Let's say you have a table that's 100 pages (pages are 8KB) and an index that's 50 pages against it. You run a query that only selects 5% of the rows in the table, from a continuous section. Very rough estimate, it will look at 5% * 50 = 3 index pages. Those will point to a matching set of 5% * 100 = 5 data pages. Now you've just found the right subset of the data by only retrieving 8 random pages of data instead of 100. With random_page_cost=4.0, that would give this plan a cost of around 32, while the sequential scan one would cost 100 * 1.0 (sequential accesses) for a cost of around 100 (Both of them would also have some smaller row processing cost added in there too).
It's actually a bit more complicated than that--the way indexes are built means you can't just linearly estimate their usage, and scans of non-contiguous sections are harder to model simply--but that should give you an idea. Only when using the index significantly narrows the number of data pages expected will it be an improvement over ignoring the index and just scanning the whole table.
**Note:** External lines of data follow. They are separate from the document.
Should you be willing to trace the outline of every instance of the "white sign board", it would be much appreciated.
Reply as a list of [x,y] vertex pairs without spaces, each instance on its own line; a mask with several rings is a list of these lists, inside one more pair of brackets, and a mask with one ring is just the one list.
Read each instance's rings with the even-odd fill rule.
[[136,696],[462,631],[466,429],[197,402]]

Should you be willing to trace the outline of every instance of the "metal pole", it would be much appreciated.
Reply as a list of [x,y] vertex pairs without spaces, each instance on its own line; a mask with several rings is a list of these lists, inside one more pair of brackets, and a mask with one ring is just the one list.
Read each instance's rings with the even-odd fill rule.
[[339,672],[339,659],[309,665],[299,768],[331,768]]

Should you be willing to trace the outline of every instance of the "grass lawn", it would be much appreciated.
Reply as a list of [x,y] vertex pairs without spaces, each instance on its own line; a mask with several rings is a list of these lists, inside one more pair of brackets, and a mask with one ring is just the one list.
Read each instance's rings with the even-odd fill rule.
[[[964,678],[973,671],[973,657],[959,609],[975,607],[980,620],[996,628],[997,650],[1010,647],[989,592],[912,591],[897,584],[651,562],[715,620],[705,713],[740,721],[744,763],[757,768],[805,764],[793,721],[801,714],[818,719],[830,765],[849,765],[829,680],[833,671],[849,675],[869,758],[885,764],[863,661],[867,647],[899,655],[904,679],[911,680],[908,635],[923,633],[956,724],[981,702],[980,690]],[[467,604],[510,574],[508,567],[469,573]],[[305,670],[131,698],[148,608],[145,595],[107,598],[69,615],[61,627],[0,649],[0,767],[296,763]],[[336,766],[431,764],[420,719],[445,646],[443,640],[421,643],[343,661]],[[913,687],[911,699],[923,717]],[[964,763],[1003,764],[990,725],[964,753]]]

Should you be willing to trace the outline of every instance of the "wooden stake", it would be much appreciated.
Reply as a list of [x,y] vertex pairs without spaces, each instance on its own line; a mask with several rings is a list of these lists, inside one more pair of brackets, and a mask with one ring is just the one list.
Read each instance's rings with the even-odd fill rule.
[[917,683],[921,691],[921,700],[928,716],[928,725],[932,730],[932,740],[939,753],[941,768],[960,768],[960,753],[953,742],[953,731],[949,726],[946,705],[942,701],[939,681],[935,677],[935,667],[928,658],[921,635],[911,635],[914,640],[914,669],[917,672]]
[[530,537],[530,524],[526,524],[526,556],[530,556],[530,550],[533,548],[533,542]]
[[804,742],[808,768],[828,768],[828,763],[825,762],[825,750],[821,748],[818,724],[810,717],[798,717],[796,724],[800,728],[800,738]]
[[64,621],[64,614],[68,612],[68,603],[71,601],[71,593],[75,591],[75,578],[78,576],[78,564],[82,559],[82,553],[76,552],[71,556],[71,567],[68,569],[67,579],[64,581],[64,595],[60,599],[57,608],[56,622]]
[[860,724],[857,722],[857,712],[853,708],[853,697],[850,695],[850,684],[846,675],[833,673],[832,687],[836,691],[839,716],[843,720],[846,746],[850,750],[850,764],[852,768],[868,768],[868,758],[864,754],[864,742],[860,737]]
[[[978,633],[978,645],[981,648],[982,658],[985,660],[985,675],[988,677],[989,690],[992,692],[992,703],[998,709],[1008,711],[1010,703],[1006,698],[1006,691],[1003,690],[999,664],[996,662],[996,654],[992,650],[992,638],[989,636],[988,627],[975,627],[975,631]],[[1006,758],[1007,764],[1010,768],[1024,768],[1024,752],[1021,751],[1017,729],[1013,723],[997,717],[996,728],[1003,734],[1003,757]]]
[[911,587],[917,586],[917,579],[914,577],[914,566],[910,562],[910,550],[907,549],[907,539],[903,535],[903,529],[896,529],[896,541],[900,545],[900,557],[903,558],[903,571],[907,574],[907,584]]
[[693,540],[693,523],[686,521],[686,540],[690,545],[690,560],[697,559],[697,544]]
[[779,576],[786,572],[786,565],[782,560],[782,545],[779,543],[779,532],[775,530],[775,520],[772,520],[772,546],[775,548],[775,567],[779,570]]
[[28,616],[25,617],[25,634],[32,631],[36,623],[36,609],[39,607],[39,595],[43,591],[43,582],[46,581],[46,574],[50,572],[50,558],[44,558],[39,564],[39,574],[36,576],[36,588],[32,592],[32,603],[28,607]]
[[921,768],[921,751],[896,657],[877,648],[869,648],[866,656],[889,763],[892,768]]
If the expected use of the index was only 20% selective for another query, you'd be getting 20% * 50 = 10 index pages, 20% * 100 = 20 data pages, for a potential total of 30 random page lookups. That could end up costing 30 * 4.0 = 120, higher than the sequential scan. Usually the breakpoint for how much of a table has to be scanned before just scanning the whole thing sequentially is considered cheaper happens near 20% of it, and you can shift it around by adjusting random_page_cost. Make it lower, and you can end up preferring index scans even for 30 or 40% of a table.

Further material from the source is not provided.